UNIT 11:
Scatterplots
Summary of the Video
The video opens with views of manatees, impressively large sea creatures that live on the Gulf coast of Florida. Each year, a number of manatees are killed by power boats. We look at data that show the relation between the number of power boats registered in Florida and the number of manatees killed.
These are both quantitative variables; that is, they are measured in meaningful numerical units for which arithmetic operations make sense. Moreover, power boats explain manatee deaths, so power boat registrations is the explanatory variable and manatees killed is the response variable. To show the relationship between the two variables, make a scatterplot with the explanatory variable on the horizontal axis. The relationship shown in the graph has led Florida to take measures to protect manatees from boats.
In looking at a scatterplot, first seek an overall pattern. Our scatterplot shows positive association because both variables increase together. A graph of hypothetical data on time to make a pie versus numbers of tries illustrates a negative association; as the number of tries increases, the time required decreases because of learning. The manatee scatterplot has a linear pattern; the points lie roughly in a straight line. Other scatterplots can have a curved pattern. In addition to the overall pattern, look for outliers, individual points that lie clearly outside the pattern. A plot of lake temperature against time in a volcanic region with one point that is suddenly much hotter than usual would trigger an investigation.

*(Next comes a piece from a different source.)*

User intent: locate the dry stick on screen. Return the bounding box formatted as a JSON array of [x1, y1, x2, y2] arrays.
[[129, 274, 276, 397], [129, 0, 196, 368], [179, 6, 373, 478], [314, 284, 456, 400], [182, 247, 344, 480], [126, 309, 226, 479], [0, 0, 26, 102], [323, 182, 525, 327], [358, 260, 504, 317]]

Not all scatterplots have an obvious pattern. One that does not arises from the 1970 draft lottery. We revisit the Vietnamera draft of young men. Congress instituted a lottery in 1970, so that a random drawing of birth dates would determine the draft number of all men, who would be drafted in the order of their draft numbers. The 1970 lottery turned out to be unfair—men born late in the year tended to get lower draft numbers than those with earlier birth dates. To see this, we combine graphs with calculations. Plot draft number against birth date (both numbered 1 to 366). Now look at each month's draft numbers separately. Make a boxplot and put the boxes sidebyside on the scatterplot. Connect the monthly medians with a line. This is called a median trace . The line trends down—the later months did get lower median draft numbers. For the 1971 lottery, as the video shows, a more careful random selection was made. The median trace shows no signs of unfairness in 1971.